As expected with any toxin, there was a dose dependent decrease in survival in this model, even with critical care support. At a parathion dose of 20 mg/kg, exactly one-half of animals survived to 24 hours and to 8 days after poisoning. At a dose of 60 mg/kg parathion 24.3% of animals survived: thus the LD75 for IV parathion is approximately 60 mg/kg. This is important, as is toxicology survival research in animal models: a toxin dose of greater than a single LD50 is needed in order to detect clinically and statistically meaningful results with a minimal number of animals. It appears that 3x LD50 of parathion (i.e., 60 mg/kg intravenously) may be a reasonable dose for further survival studies.

5. Conclusion

In the Wistar rat, parathion inhibits AChE in a dose dependent manner, with the AChE nadir occurring at approximately 3 hours after IV parathion administration regardless of the parathion dose used.
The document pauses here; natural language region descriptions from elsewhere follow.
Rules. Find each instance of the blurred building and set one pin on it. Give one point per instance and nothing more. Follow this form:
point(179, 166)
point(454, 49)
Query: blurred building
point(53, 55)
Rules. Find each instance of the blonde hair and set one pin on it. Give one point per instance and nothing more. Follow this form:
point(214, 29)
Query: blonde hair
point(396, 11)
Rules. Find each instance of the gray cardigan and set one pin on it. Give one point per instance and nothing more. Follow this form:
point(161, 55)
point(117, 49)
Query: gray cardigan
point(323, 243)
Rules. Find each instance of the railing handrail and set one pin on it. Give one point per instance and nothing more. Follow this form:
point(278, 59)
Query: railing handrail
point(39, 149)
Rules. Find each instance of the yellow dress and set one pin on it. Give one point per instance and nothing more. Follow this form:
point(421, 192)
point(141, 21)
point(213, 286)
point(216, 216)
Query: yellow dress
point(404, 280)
Using comprehensive critical care therapy, including mechanical ventilation, atropine, pralidoxime, and midazolam, the IV LD50 for parathion is approximately 20 mg/kg. These data will be useful for investigators developing models of acute OP poisoning and studying treatment algorithms for acute poisoning.

Competing Interests

The authors declare that there are no competing interests regarding the publication of this paper.